Recipes

Buckwheat Banana Pancakes with Almond Butter Delight

Makes 4 medium (5-inch) pancakes

Ingredients

2/3 cup Arrowhead Mills Buckwheat Pancake & Waffle Mix
2 tsp canola oil
2 tsp honey (optional)
3/4 cup milk or soymilk
1 ripe banana, cut into small chunks (or other fruit of choice such as blueberries, peaches, dried apricots, etc)
1 tsp vanilla
1 egg, beaten (or for fluffier pancakes, 2 whites whipped)

Directions

  1. Mix all ingredients together, except for egg, stirring until all lumps disappear.
  2. Beat egg and add to dry ingredients. If using egg whites, whip with hand mixer until foamy and peaks form. Carefully fold in to dry ingredients, careful not to overmix.
  3. Cook on pre-heated (375-400 degree F) lightly oiled griddle, turning when bubbles form on surface and edges begin to dry. Watch carefully as buckwheat can burn easily.

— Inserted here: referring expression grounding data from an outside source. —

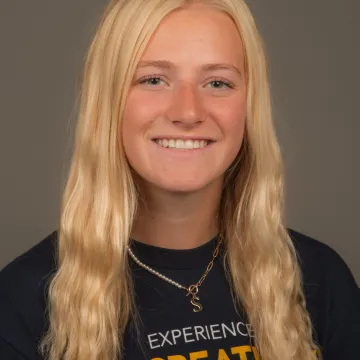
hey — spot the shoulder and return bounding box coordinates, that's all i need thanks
[287,228,360,356]
[287,228,359,298]
[0,231,58,358]
[287,228,357,287]
[0,230,58,291]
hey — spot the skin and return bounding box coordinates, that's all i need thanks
[122,3,247,249]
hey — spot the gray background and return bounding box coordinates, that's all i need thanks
[0,1,359,283]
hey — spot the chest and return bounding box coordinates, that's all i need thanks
[124,263,257,360]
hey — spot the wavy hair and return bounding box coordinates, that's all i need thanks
[40,0,321,359]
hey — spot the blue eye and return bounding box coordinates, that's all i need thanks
[138,76,164,86]
[137,76,234,89]
[208,79,233,89]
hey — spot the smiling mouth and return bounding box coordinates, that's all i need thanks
[152,138,215,150]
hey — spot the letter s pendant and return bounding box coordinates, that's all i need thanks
[191,295,203,312]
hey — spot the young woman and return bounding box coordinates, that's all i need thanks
[1,0,359,359]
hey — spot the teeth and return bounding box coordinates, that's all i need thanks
[155,139,210,149]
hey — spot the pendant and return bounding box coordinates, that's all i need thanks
[187,285,203,312]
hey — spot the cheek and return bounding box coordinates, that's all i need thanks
[226,116,246,165]
[121,92,162,172]
[123,92,147,132]
[124,90,168,121]
[122,92,151,143]
[122,95,142,166]
[122,91,167,140]
[213,97,246,145]
[213,98,247,172]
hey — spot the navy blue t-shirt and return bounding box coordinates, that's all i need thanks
[0,229,359,359]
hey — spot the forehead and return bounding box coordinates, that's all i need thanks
[139,4,244,65]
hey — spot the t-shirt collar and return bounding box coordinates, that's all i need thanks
[128,235,221,270]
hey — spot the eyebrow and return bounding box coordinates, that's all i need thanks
[137,60,242,77]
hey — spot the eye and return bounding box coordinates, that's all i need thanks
[207,79,234,89]
[138,76,165,86]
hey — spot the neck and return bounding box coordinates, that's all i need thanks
[131,180,223,250]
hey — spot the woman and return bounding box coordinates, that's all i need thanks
[0,0,359,359]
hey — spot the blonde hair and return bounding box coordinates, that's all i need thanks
[40,0,321,359]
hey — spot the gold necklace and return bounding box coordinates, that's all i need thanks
[127,236,223,313]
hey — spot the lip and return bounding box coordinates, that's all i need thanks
[151,135,217,142]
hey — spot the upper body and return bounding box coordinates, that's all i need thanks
[2,0,358,359]
[0,229,359,359]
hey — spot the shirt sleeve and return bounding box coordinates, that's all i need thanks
[0,337,31,360]
[320,245,360,360]
[0,259,49,360]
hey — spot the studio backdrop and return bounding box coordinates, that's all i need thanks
[0,0,359,283]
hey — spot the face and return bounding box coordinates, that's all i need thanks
[122,3,247,194]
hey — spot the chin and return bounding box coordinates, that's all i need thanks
[151,176,220,194]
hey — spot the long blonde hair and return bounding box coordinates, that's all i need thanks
[40,0,321,359]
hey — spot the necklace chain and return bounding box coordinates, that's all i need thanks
[127,236,223,312]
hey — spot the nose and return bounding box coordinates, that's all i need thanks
[166,82,205,127]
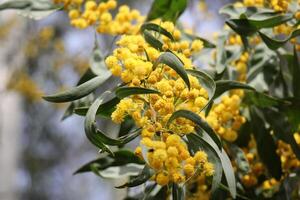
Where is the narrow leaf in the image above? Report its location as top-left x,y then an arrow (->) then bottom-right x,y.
75,150 -> 144,174
292,47 -> 300,98
186,69 -> 216,110
214,80 -> 255,98
259,29 -> 300,50
115,87 -> 160,99
74,97 -> 120,118
43,73 -> 111,103
141,23 -> 174,41
116,165 -> 153,188
250,107 -> 282,179
154,52 -> 190,89
84,92 -> 114,155
143,30 -> 163,50
167,110 -> 222,150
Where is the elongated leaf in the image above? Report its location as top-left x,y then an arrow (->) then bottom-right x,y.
0,1 -> 31,10
199,130 -> 236,198
244,91 -> 288,107
84,92 -> 113,155
229,144 -> 250,174
43,73 -> 111,103
187,133 -> 222,193
183,32 -> 216,48
147,0 -> 187,22
259,29 -> 300,50
226,12 -> 293,36
214,80 -> 255,98
186,69 -> 216,110
154,52 -> 190,89
0,0 -> 61,20
172,184 -> 184,200
141,23 -> 174,41
75,150 -> 144,174
219,3 -> 246,18
263,108 -> 300,160
85,93 -> 139,149
74,97 -> 120,118
98,164 -> 144,179
215,34 -> 228,75
90,47 -> 108,76
115,87 -> 160,99
116,165 -> 153,188
292,47 -> 300,98
226,19 -> 257,36
250,107 -> 282,179
96,128 -> 140,146
143,30 -> 163,51
249,12 -> 293,29
167,110 -> 222,150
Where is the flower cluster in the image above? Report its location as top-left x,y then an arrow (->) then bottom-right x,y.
105,21 -> 215,185
277,140 -> 300,172
242,0 -> 292,11
137,134 -> 214,185
53,0 -> 144,35
206,94 -> 246,142
240,138 -> 265,188
106,21 -> 207,136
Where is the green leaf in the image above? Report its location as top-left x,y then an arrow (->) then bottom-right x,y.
226,12 -> 293,36
143,30 -> 163,51
90,47 -> 108,76
141,23 -> 174,41
116,165 -> 153,188
219,4 -> 246,18
190,129 -> 236,198
154,52 -> 190,89
74,150 -> 144,174
214,80 -> 255,98
172,184 -> 184,200
249,12 -> 293,29
96,128 -> 141,146
84,92 -> 114,155
183,32 -> 216,48
147,0 -> 187,22
61,69 -> 97,120
259,29 -> 300,50
250,107 -> 282,179
186,69 -> 216,110
292,47 -> 300,98
85,93 -> 140,148
244,91 -> 288,107
215,34 -> 228,75
226,19 -> 257,36
167,110 -> 222,150
229,144 -> 250,174
74,97 -> 120,118
97,164 -> 144,179
262,108 -> 300,160
115,87 -> 160,99
187,133 -> 222,193
62,94 -> 94,120
0,0 -> 61,20
199,130 -> 237,198
43,73 -> 111,103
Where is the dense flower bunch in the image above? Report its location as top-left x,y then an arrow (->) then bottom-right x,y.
240,138 -> 265,188
4,0 -> 300,198
277,140 -> 300,172
206,94 -> 245,142
105,21 -> 215,185
242,0 -> 291,11
53,0 -> 144,34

Consider adding ground cinnamon, nutmeg, ginger or other spices of choice for variety and flavor.

Pancakes can be cooked and then frozen between sheets of waxed or parchment paper, wrapped in foil, and then sealed in a plastic ziplock bag; they will keep frozen for up to 2 months. To reheat, place in toaster and toast until heated through.

Almond Butter Delight

Ingredients

1 cup part skim ricotta cheese
1/4 cup almond butter
2 1/4 tsp vanilla extract
1/2 tsp ground cinnamon
3 tsp honey

Directions

Combine all ingredients in a food processor with a metal blade and blend until satin smooth.

Nutrition information per 1 tablespoon:
45 calories
2 grams fat
2.5 grams protein

Recipe courtesy Canyon Ranch, Tucson, Arizona.